Hi,
As I mentioned in the last post gradient checking :
A new function SolveTriangular
is defined:
class SolveTrianguler(Function):
# Aware of btrisolve, btrifact, and more will come
# sloves A * x = b
def __init__(self, lower=True):
super(SolveTrianguler, self).__init__()
# lower=False, use data contained in the upper triangular, the default is lower
self.lower = lower
self.needs_input_grad = (True, False)
def forward(self, matrix, rhs):
x = torch.from_numpy(
solve_triangular(matrix.numpy(), rhs.numpy(),
trans=self.trans, lower=self.lower))
self.save_for_backward(matrix, x)
return x
def backward(self, grad_output):
# grad_matrix = grad_rhs = None
matrix, x = self.saved_tensors
# formula from Giles 2008, 2.3.1
if self.lower == True:
return torch.tril(-matrix.inverse().t().mm(grad_output).mm(torch.t(x))), None
else:
return torch.triu(-matrix.inverse().t().mm(grad_output).mm(torch.t(x))), None
When I called this function just once, the gradients after backward
are the same with the ones from TensorFlow. In the forward
function, torch.Tensor
is converted into numpy array, then converted back after calling the scipy.linalg.solve_triangular
. All happens on the RHS of the assignment (o.w. it breaks, don’t know why)
The problem is when I called it twice in a row, it gave me wrong answer.
init_K = np.cov(np.random.rand(3, 6))
# TF
L = tf.Variable(np.tril(init_K))
d = tf.placeholder(tf.float64, shape=(3, 1))
alpha = tf.matrix_triangular_solve(L, d, lower=True)
alpha2 = tf.matrix_triangular_solve(tf.transpose(L), alpha, lower=False)
y = tf.reduce_sum(alpha2)
grads = tf.gradients(y, [L, alpha, alpha2])
with tf.Session() as sess:
tf.global_variables_initializer().run()
grads = sess.run(grads, feed_dict={d: [[1.],[2],[3]]})
print(grads)
# pytorch
L = Variable(th.from_numpy(np.tril(init_K)), requires_grad=True)

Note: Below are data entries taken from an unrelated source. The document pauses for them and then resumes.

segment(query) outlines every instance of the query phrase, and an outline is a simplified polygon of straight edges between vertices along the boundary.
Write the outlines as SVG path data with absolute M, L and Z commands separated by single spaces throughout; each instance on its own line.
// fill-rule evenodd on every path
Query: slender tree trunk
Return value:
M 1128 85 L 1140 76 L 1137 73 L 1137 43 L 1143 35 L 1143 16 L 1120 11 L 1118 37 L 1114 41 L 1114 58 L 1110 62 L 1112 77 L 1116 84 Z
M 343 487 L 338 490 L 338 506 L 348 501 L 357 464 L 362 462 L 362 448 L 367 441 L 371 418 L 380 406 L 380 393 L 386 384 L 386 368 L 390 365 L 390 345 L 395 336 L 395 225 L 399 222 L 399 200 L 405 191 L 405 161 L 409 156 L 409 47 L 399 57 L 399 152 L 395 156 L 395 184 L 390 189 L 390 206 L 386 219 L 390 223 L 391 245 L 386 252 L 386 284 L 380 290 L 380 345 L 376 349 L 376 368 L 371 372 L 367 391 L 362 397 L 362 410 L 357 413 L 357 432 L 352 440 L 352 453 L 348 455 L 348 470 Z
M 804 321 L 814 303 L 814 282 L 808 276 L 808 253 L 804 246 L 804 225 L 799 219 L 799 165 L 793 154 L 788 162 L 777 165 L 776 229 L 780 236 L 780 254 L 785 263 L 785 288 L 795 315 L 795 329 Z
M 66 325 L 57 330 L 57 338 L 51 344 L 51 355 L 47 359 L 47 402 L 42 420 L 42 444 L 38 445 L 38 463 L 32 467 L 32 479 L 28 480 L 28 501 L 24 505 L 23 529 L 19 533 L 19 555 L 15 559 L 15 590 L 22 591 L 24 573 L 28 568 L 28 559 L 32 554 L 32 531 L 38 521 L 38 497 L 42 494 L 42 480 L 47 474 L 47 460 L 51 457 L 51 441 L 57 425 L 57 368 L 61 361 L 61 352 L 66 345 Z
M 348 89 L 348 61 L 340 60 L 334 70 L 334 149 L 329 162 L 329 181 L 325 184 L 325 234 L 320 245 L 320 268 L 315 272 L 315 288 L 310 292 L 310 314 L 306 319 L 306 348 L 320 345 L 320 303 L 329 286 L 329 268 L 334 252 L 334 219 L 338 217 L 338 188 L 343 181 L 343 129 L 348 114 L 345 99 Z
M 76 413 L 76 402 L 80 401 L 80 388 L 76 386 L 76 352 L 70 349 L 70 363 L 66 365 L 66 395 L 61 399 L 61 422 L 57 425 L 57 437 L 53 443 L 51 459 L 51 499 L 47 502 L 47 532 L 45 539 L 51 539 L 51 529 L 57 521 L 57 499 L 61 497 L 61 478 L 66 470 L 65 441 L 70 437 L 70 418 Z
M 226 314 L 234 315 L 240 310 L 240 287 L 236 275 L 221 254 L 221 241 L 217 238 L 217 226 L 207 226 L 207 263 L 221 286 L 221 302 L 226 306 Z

d = Variable(th.from_numpy(np.array([[1.],[2],[3]])), requires_grad=False)
alpha = SolveTrianguler(lower=True)(L, d)
# alpha.register_hook(print_grad) - not working here!
alpha2 = SolveTrianguler(lower=False)(L.t(), alpha)
# alpha2.register_hook(print_grad)
y = th.sum(alpha2)
y.backward()
print(L.grad)
print(alpha.grad)
print(alpha2.grad)
Calling SolveTriangular
twice gave the wrong gradients (I assume TensorFlow is correct) and alpha.grad
, alpha2.grad
are None
.
Why is it?